West Side Story placed him in collaboration not only with Sondheim, but Leonard Bernstein, on a show that would become a benchmark in mature musical theatre expression, not to mention a pinnacle in musical and choreographic achievement. It was Robbins who first approached Bernstein and Mr. Laurents about doing a modern musical version of Romeo and Juliet. Mr. Laurents and Bernstein, inspired by accounts of race riots in Los Angeles, later hatched the idea of making the story be about to rival youth gangs, one white, one Puerto Rican, in the New York City slums. Receiving nearly equal praise to Bernstein and Robbins' contributions was Mr. Laurents' tightly constructed, realistic, yet romantic text about the motivations and personal trials of two warring youth gangs — an unusual state of affairs in the musical theatre, where librettos were typically either discounted or ridiculed by critics. Though the West Side Story tale is essentially street melodrama, the details in Mr. Laurents libretto fleshed out the characters in crafty, subtle, economical ways. For example, you learn a great deal about virginal Maria in one sentence by Mr. Laurents: She's frustrated that she's made to wear a white dress, a color fit for "babies."

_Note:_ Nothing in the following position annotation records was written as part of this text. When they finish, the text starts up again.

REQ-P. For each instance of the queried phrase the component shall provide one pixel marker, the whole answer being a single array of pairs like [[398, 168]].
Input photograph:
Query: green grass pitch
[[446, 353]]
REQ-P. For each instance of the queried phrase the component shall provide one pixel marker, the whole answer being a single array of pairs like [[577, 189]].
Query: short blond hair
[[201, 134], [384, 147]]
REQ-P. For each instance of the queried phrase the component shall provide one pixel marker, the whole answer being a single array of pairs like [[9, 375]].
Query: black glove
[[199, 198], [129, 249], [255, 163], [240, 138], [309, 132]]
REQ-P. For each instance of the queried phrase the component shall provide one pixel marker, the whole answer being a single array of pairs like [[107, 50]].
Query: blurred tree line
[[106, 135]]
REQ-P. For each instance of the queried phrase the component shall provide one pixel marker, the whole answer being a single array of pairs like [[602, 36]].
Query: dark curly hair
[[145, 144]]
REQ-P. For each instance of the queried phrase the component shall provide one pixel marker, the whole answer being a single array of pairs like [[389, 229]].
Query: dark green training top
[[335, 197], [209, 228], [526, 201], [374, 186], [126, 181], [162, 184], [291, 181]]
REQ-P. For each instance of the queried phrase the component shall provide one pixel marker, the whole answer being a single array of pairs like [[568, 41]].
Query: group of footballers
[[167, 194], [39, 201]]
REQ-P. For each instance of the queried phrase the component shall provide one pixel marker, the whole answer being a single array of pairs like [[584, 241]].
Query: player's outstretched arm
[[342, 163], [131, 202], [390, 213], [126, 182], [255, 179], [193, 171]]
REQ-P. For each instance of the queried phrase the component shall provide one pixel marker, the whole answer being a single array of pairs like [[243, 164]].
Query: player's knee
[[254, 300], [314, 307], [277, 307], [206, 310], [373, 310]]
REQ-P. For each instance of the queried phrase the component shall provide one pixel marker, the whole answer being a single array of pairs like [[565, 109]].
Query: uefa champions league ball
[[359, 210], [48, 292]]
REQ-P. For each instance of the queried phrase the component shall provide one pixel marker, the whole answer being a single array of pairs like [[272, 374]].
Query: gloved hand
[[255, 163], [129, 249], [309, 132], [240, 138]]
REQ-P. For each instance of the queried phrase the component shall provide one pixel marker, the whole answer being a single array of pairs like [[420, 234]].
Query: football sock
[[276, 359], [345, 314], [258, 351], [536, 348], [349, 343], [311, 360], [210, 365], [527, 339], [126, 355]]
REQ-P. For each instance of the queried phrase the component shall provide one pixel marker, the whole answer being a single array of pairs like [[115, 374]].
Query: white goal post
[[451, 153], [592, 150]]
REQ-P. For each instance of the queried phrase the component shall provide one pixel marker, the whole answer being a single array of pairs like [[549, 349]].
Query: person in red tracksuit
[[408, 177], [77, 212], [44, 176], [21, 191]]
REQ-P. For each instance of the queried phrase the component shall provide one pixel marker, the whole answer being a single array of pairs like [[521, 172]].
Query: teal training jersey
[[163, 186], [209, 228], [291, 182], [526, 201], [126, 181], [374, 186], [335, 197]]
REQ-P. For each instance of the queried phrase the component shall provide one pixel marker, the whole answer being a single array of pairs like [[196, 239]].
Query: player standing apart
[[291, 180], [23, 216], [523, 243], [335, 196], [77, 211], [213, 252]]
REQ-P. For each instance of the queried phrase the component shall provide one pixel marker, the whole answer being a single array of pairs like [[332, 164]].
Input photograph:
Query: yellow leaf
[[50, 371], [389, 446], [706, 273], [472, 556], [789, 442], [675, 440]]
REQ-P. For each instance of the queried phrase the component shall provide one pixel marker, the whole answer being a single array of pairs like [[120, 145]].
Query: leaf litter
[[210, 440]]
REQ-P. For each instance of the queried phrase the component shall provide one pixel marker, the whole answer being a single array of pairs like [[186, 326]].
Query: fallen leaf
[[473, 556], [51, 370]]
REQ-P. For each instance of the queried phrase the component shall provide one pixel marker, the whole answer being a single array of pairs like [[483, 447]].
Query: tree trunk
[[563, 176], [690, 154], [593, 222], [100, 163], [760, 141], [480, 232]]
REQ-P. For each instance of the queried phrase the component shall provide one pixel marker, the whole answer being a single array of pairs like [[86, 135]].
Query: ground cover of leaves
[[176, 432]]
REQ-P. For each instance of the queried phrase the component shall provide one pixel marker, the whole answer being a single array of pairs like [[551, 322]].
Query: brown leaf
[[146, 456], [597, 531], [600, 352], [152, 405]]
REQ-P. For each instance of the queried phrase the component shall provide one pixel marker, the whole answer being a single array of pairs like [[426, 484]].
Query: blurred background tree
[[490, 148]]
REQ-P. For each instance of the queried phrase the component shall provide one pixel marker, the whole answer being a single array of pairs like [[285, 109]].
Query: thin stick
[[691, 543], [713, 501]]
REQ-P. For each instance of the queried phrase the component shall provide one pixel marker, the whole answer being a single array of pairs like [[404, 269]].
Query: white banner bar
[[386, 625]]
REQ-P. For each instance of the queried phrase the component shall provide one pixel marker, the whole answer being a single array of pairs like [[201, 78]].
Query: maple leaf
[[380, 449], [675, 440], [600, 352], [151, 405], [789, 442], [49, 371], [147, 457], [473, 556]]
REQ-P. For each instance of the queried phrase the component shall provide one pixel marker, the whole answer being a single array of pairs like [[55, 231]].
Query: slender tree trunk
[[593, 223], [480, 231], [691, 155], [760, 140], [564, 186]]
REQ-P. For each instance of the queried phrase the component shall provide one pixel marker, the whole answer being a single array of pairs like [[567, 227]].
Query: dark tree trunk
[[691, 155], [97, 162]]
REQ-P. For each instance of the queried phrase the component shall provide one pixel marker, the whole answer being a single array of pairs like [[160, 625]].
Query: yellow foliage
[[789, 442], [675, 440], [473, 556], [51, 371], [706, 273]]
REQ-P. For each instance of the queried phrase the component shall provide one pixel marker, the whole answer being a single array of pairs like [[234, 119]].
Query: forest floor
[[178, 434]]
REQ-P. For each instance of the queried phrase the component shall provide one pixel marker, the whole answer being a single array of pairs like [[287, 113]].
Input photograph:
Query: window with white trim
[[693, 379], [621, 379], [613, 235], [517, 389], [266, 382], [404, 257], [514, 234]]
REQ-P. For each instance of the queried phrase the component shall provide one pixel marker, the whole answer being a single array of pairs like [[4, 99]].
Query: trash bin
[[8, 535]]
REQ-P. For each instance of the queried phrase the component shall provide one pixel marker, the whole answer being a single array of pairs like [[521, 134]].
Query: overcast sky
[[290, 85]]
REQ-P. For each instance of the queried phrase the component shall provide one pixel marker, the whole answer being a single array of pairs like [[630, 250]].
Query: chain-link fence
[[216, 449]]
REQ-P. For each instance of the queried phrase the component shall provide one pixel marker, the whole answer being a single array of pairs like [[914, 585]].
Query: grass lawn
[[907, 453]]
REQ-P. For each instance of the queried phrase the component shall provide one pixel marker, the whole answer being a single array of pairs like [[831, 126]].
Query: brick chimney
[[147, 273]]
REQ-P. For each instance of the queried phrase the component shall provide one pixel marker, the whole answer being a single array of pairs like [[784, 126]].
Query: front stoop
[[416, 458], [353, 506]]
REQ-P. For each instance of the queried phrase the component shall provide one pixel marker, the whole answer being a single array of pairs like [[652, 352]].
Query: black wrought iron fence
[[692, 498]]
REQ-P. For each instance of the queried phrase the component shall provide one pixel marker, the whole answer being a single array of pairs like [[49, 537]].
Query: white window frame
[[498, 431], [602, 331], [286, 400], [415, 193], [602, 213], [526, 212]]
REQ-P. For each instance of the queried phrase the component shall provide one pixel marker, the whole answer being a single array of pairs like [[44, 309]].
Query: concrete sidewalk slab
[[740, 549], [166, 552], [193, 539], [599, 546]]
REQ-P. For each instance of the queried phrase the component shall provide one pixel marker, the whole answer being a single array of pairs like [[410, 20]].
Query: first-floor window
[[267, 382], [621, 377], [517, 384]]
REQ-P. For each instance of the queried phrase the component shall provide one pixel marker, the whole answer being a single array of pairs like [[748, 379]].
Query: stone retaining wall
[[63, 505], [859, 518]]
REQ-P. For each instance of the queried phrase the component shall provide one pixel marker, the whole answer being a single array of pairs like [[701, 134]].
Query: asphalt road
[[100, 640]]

Gypsy bowed on Broadway only two years later, teaming Mr. Laurents again with Sondheim and Robbins, as well as composer Jule Styne and star Ethel Merman. According to Mr. Laurents, Robbins insisted he write the book to a musical adaptation of stripper Gypsy Rose Lee's autobiography. After mulling the property for a while, the writer decided the show should focus not on Lee but on her mother. With a dry eye, the writer tracked the gradual rise and steep, steady fall of Mama Rose, a voracious stage mother whose two daughters are sacrificed to her undying ambition. Many musical historians consider the trenchant libretto the best ever written, the often shattering dramatic scenes easily the equal of the soaring songs.